May 14, 2002 |
2002-R-0492 | |
STATUTORY AUTHORITY TO ASSESS DEVELOPER IMPACT FEES | ||
By: John Moran, Research Analyst | ||
You asked if (1) the statutes allow towns to assess developer impact fees to offset the cost of roads, schools, police, or other municipal services that support new development and (2) what legislative history exists on this issue.
SUMMARY
The statutes do not authorize towns to assess developers with general impact fees for infrastructure improvements or town services. But they do allow developers to pay fees in lieu of requirements for (1) open space, (2) parking, and (3) affordable housing. In each case the funds can only be used for purposes related to that requirement.
A review of the legislative transcripts on the most recent changes of these "fees in lieu of" requirements shows the debate focused on whether the requirements were practical given real situations and not on the larger issue of whether towns should be allowed to charge impact fees to offset the cost of providing municipal services.
Over the last 20 years, the legislature has considered a number of bills that would allow towns to impose impact fees, but none have made it far in the legislative process. In 1987, sHB 6177 reached the floor, but was recommitted to the Finance, Revenue and Bonding Committee.

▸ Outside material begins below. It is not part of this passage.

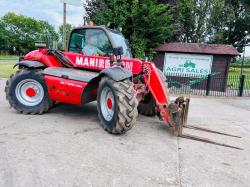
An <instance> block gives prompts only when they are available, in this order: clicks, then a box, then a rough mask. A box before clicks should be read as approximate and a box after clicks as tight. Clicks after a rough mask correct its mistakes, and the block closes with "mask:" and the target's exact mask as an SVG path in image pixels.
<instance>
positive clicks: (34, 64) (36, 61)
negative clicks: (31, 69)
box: [13, 60, 46, 69]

FEES IN LIEU OF OPEN SPACE, PARKING, OR AFFORDABLE HOUSING REQUIREMENTS
The statutes do not authorize towns to assess developers with general impact fees for infrastructure improvements or town services. The Connecticut Supreme Court ruled towns could only impose these fees if the statutes specifically authorized such action (Avonside Inc. V. Zoning and Planning Commission of Avon, 153 Conn. 232 (1965)). Statutes that specifically allow towns to let developers pay a fee instead of meeting a town's open space, parking, or affordable housing requirements, all laws passed after the 1965 decision, appear to confirm the legislature's intent of only allowing such fees in limited instances, according to land use expert Terry Tondro (Connecticut Land Use Regulations, 2ed (1992), p. 261). (For details on impact fees allowed by other states see OLR report 2000-R-0757. )
Towns must use the fees from each of these areas for related purposes and not for general municipal functions. For example, the subdivision statute that allows towns with open space requirements to accept fees in lieu of open space land, specifies the fees can only be used to preserve or acquire open space, recreational, or agricultural land (CGS § 8-25). Likewise, the statute authorizing inclusionary zoning to promote affordable housing requires any payment in lieu of the affordable housing requirements to go into an affordable housing trust fund (CGS § 8-2i).

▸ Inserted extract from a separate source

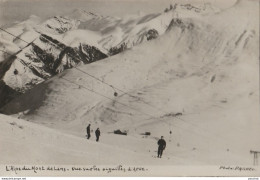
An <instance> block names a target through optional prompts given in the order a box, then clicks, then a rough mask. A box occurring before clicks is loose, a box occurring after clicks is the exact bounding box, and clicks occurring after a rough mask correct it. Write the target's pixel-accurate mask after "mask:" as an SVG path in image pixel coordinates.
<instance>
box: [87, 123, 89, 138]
mask: <svg viewBox="0 0 260 180" xmlns="http://www.w3.org/2000/svg"><path fill="white" fill-rule="evenodd" d="M87 138H88V139H89V138H90V124H89V125H88V127H87Z"/></svg>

But the zoning statute on parking requirements allows the fees to be used for municipal parking facilities; traffic-, transportation-, and carpooling-related capital projects; and providing or operating transit facilities (CGS § 8-2c). This is the only statute of this type that allows fees to be used for operating expenses.
LEGISLATIVE HISTORY
A review of the legislative transcripts shows the floor debate focused on whether the requirements were practical and not on whether towns should be allowed to charge impact fees to offset the cost of providing municipal services.

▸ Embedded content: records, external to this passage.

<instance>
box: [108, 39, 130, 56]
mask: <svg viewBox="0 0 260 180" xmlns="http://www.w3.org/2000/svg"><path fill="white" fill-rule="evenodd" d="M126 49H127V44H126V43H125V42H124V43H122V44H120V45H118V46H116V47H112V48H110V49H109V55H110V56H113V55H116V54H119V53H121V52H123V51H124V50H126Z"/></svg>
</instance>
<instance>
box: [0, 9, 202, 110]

PA 90-239 (HB 5771) made a number of changes to open space statutes including allowing developers to pay a fee in lieu of meeting the land donation requirements. The House debate (May 1, 1990) centered on how the existing law did not produce substantial open space parcels, but instead created "dozens of minute parcels" that are not connected and often end up being used for illegal dumping. Bill proponents cited the contention of town planners that developments where 20% of the land was designated for open space resulted in parcels unconnected to larger open tracts. Planners asked that towns be given the option of accepting fees to offset future costs of purchasing or maintaining open space that can be incorporated into larger open space plans.
PA 90-286 (HB 5988) broadened the parking requirement statute to allow the fees to be used for transit facility operating costs. Debate centered around how allowing fees for operating costs was a departure from the previous state policy of only allowing the fees to be used for capital expenditures. The proponents argued that those operating transit for elderly and disabled people wanted the additional funding source to leverage more federal funds for the service. The act maintained other uses of the fees, such as parking or transportation capital projects. This debate (April 30,1990) indicates that some legislators were reluctant to use such fees for other than capital projects.
PA 91-204 (HB 7118) authorized towns to use inclusionary zoning to encourage affordable housing and, as part of this, allowed them to accept fees in lieu of the developers meeting the affordable housing requirements. The amendment allowing fees specified the money must go into housing trust fund. In remarking on the amendment, Rep. Martin Looney emphasized it would not allow municipalities to transfer the money into a general fund or use it for general municipal purposes (May 15, 1991). There was no substantive debate on the amendment.
These examples appear to show that the legislature only intends these fees to be accepted in very specific situations and, once accepted, to be used for specific purposes.